Big winners: companies that have made millions through eLearning
Big losers: companies that have lost millions through eLearning
Collaboration: putting people back into the eLearning process
Workflow-based learning: real-time, inevitable, and no more courses
Blogs, wikis, and gonzo learning
Space is Limited So Register Now!
Posted by Jay Cross at 06:03 PM | Comments (0) | TrackBack

July 11, 2003

Scott McCloud

Lots of people talk about getting out of the box. Cartoon philosopher Scott McCloud does it. He breaks free of the rigid format of comic books in wonderful ways. I was just rereading part of I Can't Stop Thinking. Great stuff. Freeform comics free the mind.

Posted by Jay Cross at 09:07 PM | Comments (0) | TrackBack

July 08, 2003


I-KNOW 03 took place the first few days of July in the marvellous new conference center in Graz.

Graz is in eastern Austria, almost as far south as you can go without entering Slovenia.

Hear Jay's keynote presentation at I-KNOW 03

Photographs of Graz and Vienna

The conference center was perfect.

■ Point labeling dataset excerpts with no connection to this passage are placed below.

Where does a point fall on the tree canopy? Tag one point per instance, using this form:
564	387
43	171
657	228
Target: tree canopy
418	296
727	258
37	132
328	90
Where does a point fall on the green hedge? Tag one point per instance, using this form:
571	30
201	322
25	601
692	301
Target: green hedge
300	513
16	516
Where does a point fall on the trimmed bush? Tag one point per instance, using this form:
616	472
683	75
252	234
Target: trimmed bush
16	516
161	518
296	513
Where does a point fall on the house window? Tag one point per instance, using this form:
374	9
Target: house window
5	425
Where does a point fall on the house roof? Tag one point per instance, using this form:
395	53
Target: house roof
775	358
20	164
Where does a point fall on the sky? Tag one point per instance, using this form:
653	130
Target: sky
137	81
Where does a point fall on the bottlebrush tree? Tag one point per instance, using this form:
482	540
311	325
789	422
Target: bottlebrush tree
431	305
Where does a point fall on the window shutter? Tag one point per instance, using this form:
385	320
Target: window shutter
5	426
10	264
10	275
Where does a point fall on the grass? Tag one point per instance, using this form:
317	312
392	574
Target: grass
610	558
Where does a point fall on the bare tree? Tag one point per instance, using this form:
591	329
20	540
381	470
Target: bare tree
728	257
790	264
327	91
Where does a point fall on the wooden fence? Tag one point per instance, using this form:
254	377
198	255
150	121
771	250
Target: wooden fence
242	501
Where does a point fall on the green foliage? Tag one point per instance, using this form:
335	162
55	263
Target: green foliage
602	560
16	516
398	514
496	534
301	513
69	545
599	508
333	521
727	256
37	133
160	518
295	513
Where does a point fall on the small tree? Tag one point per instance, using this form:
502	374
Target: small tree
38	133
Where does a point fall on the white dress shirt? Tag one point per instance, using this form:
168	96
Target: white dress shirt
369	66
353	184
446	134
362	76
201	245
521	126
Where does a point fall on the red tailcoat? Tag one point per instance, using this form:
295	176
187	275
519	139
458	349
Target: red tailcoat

Generous windows brought nature indoors.

At a multinational conference on knowledge management, everyone knows that social networking is important. We had plenty of breaks and delicious meals prepared by organic farmers and vintners from the region.
Scientist/professor/novelist/ and entrepreneur Hermann Maurer opened the general session.
Klaus Tochtermann described the mission, history, and structure of the Know Center, a practice-oriented research organization funded by both government and industry.

Ben Shneiderman gave an inspiring opening talk, drawing on themes from his recent book, Leonardo's Laptop.

"The old computing is about what computers can do; the New Computing is about what people can do." The major advances: GUI, web, music, IM, photoblogs.

It's time for science, art, engineering, and aesthetics to converge: Renaissance Man 2.0.

Jenny Preece, Keith Andrews, Ben Shneiderman, and I take a brief walk around the messeplatz.

At one point in my keynote presentation, I asked how many in the audience had blogs. Of the 250+ attendees, only three of us blogged!

Lilia Efimova, a Muscovite now with Telematica Instituut in The Netherlands, is a fellow believer in blogging. We had a tough time understanding why others just don't get it. People asked, "Isn't blogging sort of the same as SMS messaging?"

People said they didn't have time to blog, but it's not as if blogging crowds out other activities like, say, parasailing or watching television would. Blogging is part of my work routine; it makes public what I used to do just for myself.

The networking continued at an evening buffet followed by dancing to the music of Men in Black.

It's eye-opening to see people one day presenting theories of knowledge nodes and the next dancing their butts off and playing with the band.

The presentations are going up on the I-KNOW website, so I will not reinvent the wheel here.